# Comp Tac Minotaur Gladiator Holster for Sig 229R???



## jjvg421 (Oct 23, 2007)

Hello Everyone,

I was wondering if I can get your help and feedback. I have a Sig 229R I started to pull the trigger and get a Minotaur Gladiator Holster by Comp Tac, I have a paddle holster from them already and it is great. The customer service was also excellent. I want to take it up a notch and the Gladiator but, I haven't read many reviews about it good or bad. My main concern from what I read is it rides to low, someone like me couldn't get a shirt over and that's not good.
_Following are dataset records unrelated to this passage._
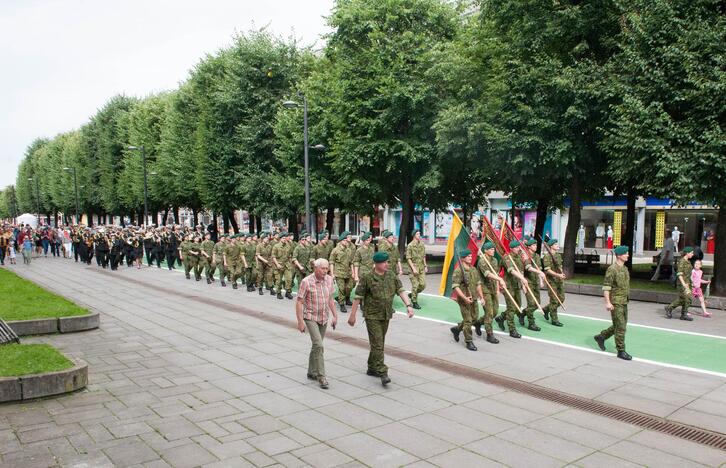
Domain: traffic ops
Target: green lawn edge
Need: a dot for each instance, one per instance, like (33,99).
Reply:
(25,300)
(17,360)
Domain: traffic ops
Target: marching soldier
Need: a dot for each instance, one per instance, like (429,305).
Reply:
(553,269)
(376,291)
(685,288)
(388,246)
(340,268)
(491,283)
(466,286)
(264,265)
(416,258)
(301,258)
(363,258)
(533,273)
(616,289)
(515,283)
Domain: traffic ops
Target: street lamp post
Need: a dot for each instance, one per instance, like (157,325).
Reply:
(75,186)
(146,191)
(294,105)
(37,197)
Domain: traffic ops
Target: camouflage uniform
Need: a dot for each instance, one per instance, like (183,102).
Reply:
(416,253)
(554,262)
(468,285)
(617,281)
(376,293)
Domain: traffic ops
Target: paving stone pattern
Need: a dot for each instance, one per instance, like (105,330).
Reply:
(174,381)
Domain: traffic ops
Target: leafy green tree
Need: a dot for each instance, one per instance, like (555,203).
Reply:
(381,50)
(668,129)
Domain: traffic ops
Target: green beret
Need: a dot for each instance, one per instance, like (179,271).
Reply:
(380,257)
(621,249)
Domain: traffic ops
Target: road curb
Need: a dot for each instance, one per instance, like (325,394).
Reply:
(56,325)
(33,386)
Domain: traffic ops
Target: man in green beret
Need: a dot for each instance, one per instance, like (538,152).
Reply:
(376,291)
(341,259)
(553,269)
(388,246)
(616,289)
(363,258)
(513,266)
(264,264)
(685,288)
(416,259)
(491,283)
(466,288)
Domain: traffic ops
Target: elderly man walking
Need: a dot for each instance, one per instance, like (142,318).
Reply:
(314,303)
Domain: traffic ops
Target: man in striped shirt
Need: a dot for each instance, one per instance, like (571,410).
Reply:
(314,303)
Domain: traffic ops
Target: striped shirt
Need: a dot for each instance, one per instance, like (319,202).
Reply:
(316,295)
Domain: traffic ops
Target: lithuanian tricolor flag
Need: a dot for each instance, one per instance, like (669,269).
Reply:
(459,239)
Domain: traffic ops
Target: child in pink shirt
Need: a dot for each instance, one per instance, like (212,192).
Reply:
(697,280)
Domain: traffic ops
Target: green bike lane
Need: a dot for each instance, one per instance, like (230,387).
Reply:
(651,344)
(657,345)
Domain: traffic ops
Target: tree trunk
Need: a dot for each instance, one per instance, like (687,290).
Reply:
(329,219)
(542,209)
(630,227)
(233,222)
(718,286)
(292,225)
(407,213)
(573,224)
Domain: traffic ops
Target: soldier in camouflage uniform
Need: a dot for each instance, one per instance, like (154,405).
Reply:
(515,281)
(232,260)
(363,258)
(685,288)
(205,258)
(376,291)
(416,258)
(281,258)
(491,283)
(388,246)
(553,269)
(264,264)
(466,288)
(616,289)
(301,258)
(249,256)
(340,267)
(533,273)
(218,259)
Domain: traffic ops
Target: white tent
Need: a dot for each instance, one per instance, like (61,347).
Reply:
(27,218)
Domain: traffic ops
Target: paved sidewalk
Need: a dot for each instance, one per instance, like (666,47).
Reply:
(182,381)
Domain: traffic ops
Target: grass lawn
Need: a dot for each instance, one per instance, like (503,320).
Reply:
(20,359)
(23,300)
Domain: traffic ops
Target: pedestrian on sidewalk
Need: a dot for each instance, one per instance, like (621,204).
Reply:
(313,306)
(616,289)
(376,291)
(697,280)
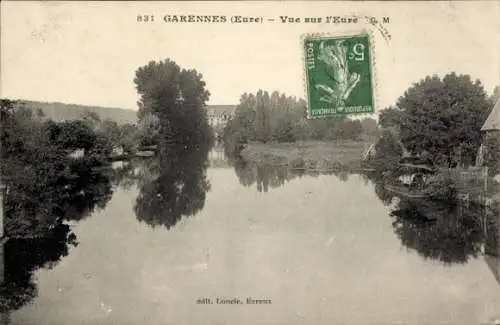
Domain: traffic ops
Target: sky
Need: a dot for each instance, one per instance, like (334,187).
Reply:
(87,52)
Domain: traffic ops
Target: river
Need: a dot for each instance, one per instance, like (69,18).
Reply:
(314,249)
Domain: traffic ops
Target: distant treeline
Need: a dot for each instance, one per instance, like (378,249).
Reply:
(280,118)
(60,111)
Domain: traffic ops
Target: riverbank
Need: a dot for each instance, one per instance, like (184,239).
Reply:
(308,155)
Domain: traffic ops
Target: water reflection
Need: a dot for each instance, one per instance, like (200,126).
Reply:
(172,185)
(267,177)
(442,232)
(37,204)
(449,231)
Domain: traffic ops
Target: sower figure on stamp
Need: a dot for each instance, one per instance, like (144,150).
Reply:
(343,82)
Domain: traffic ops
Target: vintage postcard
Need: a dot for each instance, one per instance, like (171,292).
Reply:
(216,163)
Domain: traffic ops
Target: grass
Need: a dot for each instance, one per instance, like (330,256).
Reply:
(309,155)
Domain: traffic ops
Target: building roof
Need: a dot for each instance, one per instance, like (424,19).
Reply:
(220,109)
(493,120)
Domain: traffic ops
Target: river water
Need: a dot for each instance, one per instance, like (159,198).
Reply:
(322,249)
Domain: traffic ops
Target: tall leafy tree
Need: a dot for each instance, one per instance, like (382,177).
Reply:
(177,97)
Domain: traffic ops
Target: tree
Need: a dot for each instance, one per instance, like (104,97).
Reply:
(441,116)
(177,97)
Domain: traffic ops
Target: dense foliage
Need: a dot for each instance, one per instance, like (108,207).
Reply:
(280,118)
(173,106)
(441,116)
(43,186)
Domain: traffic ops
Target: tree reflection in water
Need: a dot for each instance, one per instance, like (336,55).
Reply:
(451,232)
(35,220)
(177,189)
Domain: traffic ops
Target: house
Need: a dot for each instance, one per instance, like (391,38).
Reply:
(490,130)
(219,114)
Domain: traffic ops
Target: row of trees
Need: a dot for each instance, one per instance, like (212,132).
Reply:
(43,186)
(441,117)
(268,117)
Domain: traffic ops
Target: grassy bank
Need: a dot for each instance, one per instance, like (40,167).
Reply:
(309,155)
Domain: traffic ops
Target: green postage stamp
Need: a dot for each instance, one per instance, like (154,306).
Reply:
(339,75)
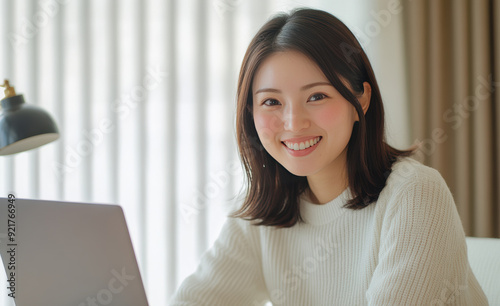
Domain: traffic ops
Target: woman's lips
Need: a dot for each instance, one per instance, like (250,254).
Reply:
(302,148)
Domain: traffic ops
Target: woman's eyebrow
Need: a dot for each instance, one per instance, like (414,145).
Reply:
(305,87)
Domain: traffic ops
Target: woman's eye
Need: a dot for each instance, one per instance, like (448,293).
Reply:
(271,102)
(317,97)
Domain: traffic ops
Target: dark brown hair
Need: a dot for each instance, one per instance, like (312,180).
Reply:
(273,194)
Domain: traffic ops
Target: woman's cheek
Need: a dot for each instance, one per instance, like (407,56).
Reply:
(332,115)
(267,126)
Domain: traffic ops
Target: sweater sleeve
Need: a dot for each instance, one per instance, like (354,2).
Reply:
(229,273)
(423,255)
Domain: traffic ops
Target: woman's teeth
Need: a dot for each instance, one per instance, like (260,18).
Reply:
(302,145)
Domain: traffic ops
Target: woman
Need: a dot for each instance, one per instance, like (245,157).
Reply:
(333,215)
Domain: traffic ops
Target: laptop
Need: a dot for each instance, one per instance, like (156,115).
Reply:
(64,254)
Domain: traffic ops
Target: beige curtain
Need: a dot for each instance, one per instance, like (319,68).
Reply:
(453,52)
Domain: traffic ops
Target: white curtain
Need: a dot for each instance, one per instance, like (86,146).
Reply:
(143,93)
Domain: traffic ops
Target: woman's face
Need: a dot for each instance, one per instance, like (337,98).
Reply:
(302,120)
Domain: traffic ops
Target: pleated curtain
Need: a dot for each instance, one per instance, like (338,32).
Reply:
(453,74)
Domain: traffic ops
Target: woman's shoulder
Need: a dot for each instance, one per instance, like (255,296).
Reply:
(407,171)
(416,184)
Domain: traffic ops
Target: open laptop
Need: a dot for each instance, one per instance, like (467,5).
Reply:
(64,254)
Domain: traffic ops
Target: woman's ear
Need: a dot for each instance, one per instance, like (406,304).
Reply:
(365,98)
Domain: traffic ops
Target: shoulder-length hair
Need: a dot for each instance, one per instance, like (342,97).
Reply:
(272,196)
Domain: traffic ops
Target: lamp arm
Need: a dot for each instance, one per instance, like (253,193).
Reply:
(9,91)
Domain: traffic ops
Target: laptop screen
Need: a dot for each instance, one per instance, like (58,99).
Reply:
(64,253)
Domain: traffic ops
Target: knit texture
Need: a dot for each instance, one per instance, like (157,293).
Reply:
(408,248)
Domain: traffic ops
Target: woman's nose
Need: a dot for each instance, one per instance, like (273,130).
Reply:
(296,119)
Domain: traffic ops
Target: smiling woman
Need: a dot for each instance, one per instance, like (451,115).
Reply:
(333,215)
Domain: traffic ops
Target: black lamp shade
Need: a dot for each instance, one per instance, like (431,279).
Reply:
(24,127)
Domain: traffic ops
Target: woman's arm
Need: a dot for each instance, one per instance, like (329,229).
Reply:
(423,256)
(229,273)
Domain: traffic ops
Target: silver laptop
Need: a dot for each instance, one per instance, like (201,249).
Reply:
(65,254)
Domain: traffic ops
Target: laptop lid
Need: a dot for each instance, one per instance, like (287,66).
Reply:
(64,253)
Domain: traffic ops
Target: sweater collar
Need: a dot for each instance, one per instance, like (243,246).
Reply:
(318,214)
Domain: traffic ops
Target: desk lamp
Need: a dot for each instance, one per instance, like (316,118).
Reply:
(22,126)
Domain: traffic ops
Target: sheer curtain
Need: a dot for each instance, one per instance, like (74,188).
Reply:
(454,68)
(143,93)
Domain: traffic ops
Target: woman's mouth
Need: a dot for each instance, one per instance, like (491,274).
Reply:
(303,145)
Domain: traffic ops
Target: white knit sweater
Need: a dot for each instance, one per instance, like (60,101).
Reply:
(408,248)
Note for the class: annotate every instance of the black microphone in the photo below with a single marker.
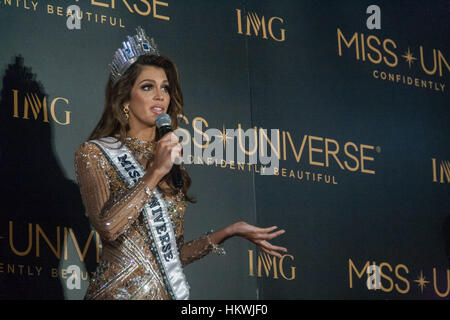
(163, 123)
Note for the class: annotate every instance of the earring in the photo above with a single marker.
(126, 110)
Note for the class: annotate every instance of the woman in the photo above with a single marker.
(138, 212)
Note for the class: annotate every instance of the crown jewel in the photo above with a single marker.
(136, 46)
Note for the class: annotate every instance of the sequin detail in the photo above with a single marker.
(128, 268)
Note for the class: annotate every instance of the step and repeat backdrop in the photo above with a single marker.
(340, 110)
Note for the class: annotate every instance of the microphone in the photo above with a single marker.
(163, 123)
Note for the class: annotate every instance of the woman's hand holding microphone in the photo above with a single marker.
(167, 149)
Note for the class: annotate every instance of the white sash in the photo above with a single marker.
(156, 214)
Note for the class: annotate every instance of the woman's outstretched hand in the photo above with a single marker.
(260, 237)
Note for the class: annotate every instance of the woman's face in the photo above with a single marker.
(149, 97)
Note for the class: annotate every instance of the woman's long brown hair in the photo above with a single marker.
(113, 121)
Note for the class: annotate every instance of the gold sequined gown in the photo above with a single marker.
(128, 269)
Is this true about the Gladiator? If so can you intelligent people recommend some owb holsters that ride mid to high and close so I can get a shirt over. Please no iwb holsters not comfortable to me at all.:watching:

Thanks,
JG


----------



## BeefyBeefo (Jan 30, 2008)

IDK about the Gladiator, but have you checked out your options at Galco? The people there are also very pleasant to deal with. Just another option for ya.

http://www.usgalco.com/HolsterPG2.asp

-Jeff-


----------



## niadhf (Jan 20, 2008)

try this. they talk about the spartan which if i remember is "minataur light".
http://www.thefiringline.com/forums/showthread.php?t=275395

sorry missed the part about no IWBs


----------